What is the actual time complexity?
Edmonds' original algorithm was about O(V^4). Using a labeling scheme that avoids physically shrinking the graph (Gabow), a single augmenting-path search costs O(V^2) and the total is O(V^3) — the common library and textbook bound. The asymptotically best is Micali-Vazirani at O(E·√V), though it is much harder to implement correctly.
How is this different from the Hungarian algorithm?
The Hungarian (Kuhn-Munkres) algorithm solves minimum-cost/maximum-weight matching on bipartite graphs. The basic blossom algorithm solves maximum-cardinality matching on general graphs, ignoring weights. There is a weighted, primal-dual blossom algorithm that generalizes the Hungarian approach to non-bipartite graphs — that is what kidney-exchange and Christofides' TSP use.
Can the blossom algorithm handle edge weights?
The cardinality version cannot — it only maximizes the number of edges. For weights you need the primal-dual weighted blossom algorithm, which maintains dual variables on vertices and odd sets and enforces complementary slackness.

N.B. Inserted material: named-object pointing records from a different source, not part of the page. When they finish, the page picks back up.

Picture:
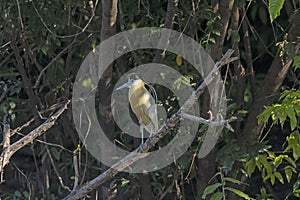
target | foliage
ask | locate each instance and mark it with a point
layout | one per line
(50, 39)
(274, 8)
(217, 195)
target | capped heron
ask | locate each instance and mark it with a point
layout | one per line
(142, 104)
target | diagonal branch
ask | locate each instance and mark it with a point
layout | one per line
(150, 142)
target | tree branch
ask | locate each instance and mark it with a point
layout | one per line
(9, 150)
(150, 142)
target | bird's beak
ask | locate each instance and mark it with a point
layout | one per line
(125, 85)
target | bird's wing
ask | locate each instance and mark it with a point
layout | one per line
(152, 113)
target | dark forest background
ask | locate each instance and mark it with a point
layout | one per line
(43, 43)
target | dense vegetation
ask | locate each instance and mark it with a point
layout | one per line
(43, 44)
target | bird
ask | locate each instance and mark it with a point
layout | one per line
(142, 104)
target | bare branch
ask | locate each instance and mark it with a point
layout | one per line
(9, 150)
(208, 121)
(151, 141)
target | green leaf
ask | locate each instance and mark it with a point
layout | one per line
(217, 196)
(238, 192)
(250, 167)
(290, 161)
(296, 64)
(279, 177)
(274, 8)
(288, 173)
(210, 189)
(232, 180)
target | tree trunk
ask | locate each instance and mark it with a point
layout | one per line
(108, 29)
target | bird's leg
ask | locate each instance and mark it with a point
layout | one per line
(142, 132)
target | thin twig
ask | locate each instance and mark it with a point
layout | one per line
(208, 121)
(8, 151)
(65, 36)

Vladimir Kolmogorov's Blossom V is the standard high-performance implementation for minimum-cost perfect matching used in vision and operations research.
Why does Edmonds' 1965 paper matter beyond matching?
'Paths, Trees, and Flowers' gave the first polynomial-time algorithm for general matching, but its lasting impact is conceptual: Edmonds explicitly proposed polynomial time as the definition of an 'efficient' algorithm and introduced the matching polytope. This framing directly seeded the theory of P versus NP and modern combinatorial optimization.